Shot in mockumentary style, the series centers on Larry Henderson (played with aplomb by the venerable John Lithgow), a South Carolina poetry professor whose wife is found dead inside their house. Did he do it? It sure looks like it: Not only was he having an affair with his personal trainer, but, um, his first wife died in identical fashion. Plus, he loves to roller-skate, which in this small Southern enclave counts as highly suspicious behavior.
His only hope is Josh (Nick D’Agosto, a terrific actor who needs to be in a lot more things), a slick fast-talking go-getter defense lawyer from Up North. But Josh quickly realizes he’s in over his head once he encounters the locals and discovers just how weird they really are. He’s basically in a less competent Pawnee. There’s the “retired” cop who becomes his lead investigator (Steven Boyer’s Dwayne), and the head researcher (Sherri Shepherd’s Anne) who can’t remember faces, has dyslexia, and suffers from a host of rare and mostly made-up disorders.

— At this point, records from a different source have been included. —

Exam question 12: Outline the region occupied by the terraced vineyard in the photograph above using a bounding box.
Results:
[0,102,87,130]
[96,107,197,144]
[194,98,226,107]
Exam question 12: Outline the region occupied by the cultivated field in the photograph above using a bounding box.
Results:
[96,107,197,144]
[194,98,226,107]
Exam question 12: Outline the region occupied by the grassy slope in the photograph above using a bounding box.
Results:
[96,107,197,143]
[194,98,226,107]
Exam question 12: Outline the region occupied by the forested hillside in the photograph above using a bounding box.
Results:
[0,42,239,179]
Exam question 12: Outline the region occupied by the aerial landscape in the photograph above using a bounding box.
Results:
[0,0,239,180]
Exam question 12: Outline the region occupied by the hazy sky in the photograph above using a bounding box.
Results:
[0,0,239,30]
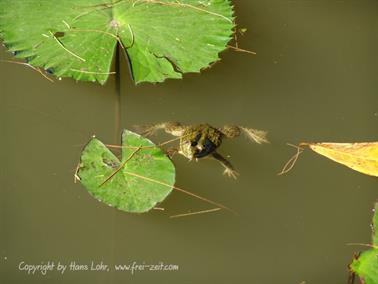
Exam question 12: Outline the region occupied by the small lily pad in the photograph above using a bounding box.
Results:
[77,130,175,213]
[350,203,378,284]
[0,0,234,84]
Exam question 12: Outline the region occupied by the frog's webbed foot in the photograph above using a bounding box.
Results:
[220,125,269,144]
[211,152,239,179]
[135,122,184,136]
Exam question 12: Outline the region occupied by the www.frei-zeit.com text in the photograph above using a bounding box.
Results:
[18,261,179,275]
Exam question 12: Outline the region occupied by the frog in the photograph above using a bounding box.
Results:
[137,122,269,179]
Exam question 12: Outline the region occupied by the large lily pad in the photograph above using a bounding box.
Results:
[350,203,378,284]
[0,0,234,83]
[77,130,175,213]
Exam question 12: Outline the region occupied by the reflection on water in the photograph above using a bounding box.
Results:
[0,0,378,284]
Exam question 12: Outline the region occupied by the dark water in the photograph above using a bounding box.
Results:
[0,0,378,284]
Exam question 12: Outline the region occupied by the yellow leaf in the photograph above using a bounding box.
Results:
[301,142,378,177]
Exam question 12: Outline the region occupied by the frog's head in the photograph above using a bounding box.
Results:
[181,132,217,160]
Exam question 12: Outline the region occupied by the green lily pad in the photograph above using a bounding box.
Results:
[77,130,175,213]
[0,0,234,84]
[350,203,378,284]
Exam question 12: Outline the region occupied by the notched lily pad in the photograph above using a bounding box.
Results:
[0,0,234,84]
[350,203,378,284]
[77,130,175,213]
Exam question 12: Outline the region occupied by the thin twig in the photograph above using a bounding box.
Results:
[49,31,85,62]
[227,45,256,55]
[99,147,141,187]
[74,162,81,183]
[169,208,222,218]
[124,171,238,215]
[133,0,233,23]
[346,243,378,249]
[278,143,304,176]
[70,68,116,75]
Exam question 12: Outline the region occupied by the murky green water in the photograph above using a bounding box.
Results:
[0,0,378,284]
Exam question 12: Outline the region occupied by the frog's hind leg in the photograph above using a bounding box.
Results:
[220,125,269,144]
[211,152,238,179]
[135,122,183,136]
[165,147,179,159]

This Diet Parks and Recreation aspect is both a good thing and a bad thing for the show. Good in that all this zaniness is powered by a team of strong character actors (the incomparable Andy Daly eventually shows up as a DNA expert). But there are times when the characters are too willfully quirky. Remember how Dwight Schrute was often an insufferable cartoon character in the later seasons of The Office? There’s a lot of that going on here. Trial & Error might benefit from laying it on less thickly in future episodes.
Still, Trial & Error has the kind of good bones and foolproof premise that could make for a great, long-running sitcom (the plan is to debut a new case every season). The performances are mostly wonderful — you won’t find me bad-mouthing Lithgow — and the already-tiring true-crime genre was due for a good zinging. It got one. B+
Trial & Error premieres on NBC Tuesday, March 14 at 10 p.m. ET.